2.10. Single–Cell RNA Sequencing Analysis
Based on the files provided by the GEO dataset database (GSE123837), raw FPKMs for HCI001, HCI002, and HCI010 from three different patients were extracted to generate a gene expression matrix. We eliminated cells with less than 2500 expressed genes, a proportion of mitochondrial genes that exceed 50% of all expressed genes, or a proportion of potential erythrocyte genes that exceed 0.025% of all expressed genes. A total of 1707 filtered cells were utilized for additional bioinformatic analysis. Seurat package version 4.1.1 was used to merge the three data frames. Normalize Data (object = object, normalization.method = “LogNormalize”) and Find Variable Features (object = object, selection.method = “vst,” nfeatures = 10,000) were utilized to normalize the data. After normalizing the data and setting Default Assay to integrated, we combined all three patient–derived cell datasets using Find Integration Anchors (object.list = object.list, dims = 1:30, anchor.features = 10,000) and Integrate Data (anchorset = anchors, dims = 1:30). Then, we centralized the data using the formula Scale Data (object, vars.to.regress = c(“S.Score,” “G2M.Score”)) to scale out the influence of cycling genes on clustering.
Seurat analysis package version 4.1.1 was used to perform dimensionality reduction and differential gene expression. Then, a principal component analysis was performed using variable genes. The data were subjected to UMAP using the produced principal components. Seurat’s Find Clusters function and a granularity parameter of 0.8 were also used to identify each cluster for the analysis of merged data.
In addition, we utilized the R package AUCell to evaluate pathway activities of specific cells. The AUCell_buildRankings function was used to compute the gene expression rankings in each cell using an expression matrix and default parameters.
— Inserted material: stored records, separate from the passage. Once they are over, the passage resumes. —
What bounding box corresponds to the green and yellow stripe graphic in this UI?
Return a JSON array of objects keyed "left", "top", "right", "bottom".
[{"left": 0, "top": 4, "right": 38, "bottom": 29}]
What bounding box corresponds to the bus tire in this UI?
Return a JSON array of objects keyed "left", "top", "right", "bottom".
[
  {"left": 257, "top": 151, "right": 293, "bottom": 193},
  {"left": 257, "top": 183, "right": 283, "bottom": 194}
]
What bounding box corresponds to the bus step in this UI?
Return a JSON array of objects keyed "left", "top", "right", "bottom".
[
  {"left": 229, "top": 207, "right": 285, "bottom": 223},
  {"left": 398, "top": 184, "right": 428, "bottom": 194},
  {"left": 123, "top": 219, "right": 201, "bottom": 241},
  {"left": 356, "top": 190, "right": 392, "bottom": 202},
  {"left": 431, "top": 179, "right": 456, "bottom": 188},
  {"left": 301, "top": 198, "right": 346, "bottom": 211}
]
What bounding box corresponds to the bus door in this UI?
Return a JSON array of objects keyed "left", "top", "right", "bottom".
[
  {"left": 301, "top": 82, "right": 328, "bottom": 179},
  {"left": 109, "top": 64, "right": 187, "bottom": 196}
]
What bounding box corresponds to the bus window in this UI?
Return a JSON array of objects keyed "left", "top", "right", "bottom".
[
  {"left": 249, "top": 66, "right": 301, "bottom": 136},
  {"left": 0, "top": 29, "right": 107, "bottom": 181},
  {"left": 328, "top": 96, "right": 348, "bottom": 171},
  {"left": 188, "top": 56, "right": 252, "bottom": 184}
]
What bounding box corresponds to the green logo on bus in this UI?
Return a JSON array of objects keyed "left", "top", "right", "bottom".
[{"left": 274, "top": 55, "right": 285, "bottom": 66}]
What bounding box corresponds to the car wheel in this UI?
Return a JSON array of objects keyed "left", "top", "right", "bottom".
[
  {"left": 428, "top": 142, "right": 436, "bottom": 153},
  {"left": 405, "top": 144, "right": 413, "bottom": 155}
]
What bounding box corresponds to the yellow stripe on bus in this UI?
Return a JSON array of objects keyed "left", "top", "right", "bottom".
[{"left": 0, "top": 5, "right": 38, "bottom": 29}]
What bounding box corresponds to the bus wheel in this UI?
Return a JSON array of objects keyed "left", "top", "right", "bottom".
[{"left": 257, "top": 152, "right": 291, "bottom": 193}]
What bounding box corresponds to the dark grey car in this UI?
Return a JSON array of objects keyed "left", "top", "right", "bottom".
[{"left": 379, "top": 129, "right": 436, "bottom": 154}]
Reference articles were used to compile the iron–uptake gene set. The gene set was used to assign scores to each cell, and AUC values were calculated for the gene set and cell using the AUCell_calcAUC function. These AUC values represented the percentage of genes within the top–ranking genes for each cell that belonged to the pathway gene set.
2.11. Statistical Analysis
GraphPad prism 9.0 was used to analyze the data, and the results were presented as the mean (standard error of the mean). Each experiment was technically and biologically in triplicate. Student’s t test was utilized to compare two groups, and p < 0.05 was considered statistically significant. F–test was utilized for variance analysis between two groups. When p < 0.05 in the F–test, the t test with Welch’s correction was used to compare two groups, p < 0.05 was determined statistically significant.
3. Results
3.1. Iron Chelators Suppressed In Vitro Cell Proliferation, In Vivo Tumor Growth, and Lung Metastasis in a Murine 4T1 TNBC Model
First, murine 4T1 TNBC cell line cells were used to evaluate the anti–cancer effect of iron chelators. Iron chelators, including deferasirox (DFX), deferoxamine (DFO), and super–polyphenol 10 (SP10), dose–dependently suppressed the proliferation of 4T1 cells in vitro (Figure 1A; Supplemental Figure S1A,B). As DFX with the lowest IC50 for 4T1 cells (DFX: 1.083 μM; DFO: 8.175 μM; SP10: 95.199 mM), DFX had the most suppressive effect compared to the others. To verify the effect of DFX in vivo, a 4T1 orthotopic allograft model was used. DFX suppressed the primary tumor growth by approximately 30% (Figure 1B,C). Furthermore, DFX suppressed lung metastasis by more than 50%, which was a more evident effect compared to the effect on primary tumor growth (Figure 1D; Supplemental Figure S1C). Body weights of treated mice were not significantly different (Supplemental Figure S2). Based on the results, we hypothesized that highly metastatic TNBC cells are more sensitive to iron chelators due to different iron metabolism and iron chelators could be a therapeutic modality of breast cancer.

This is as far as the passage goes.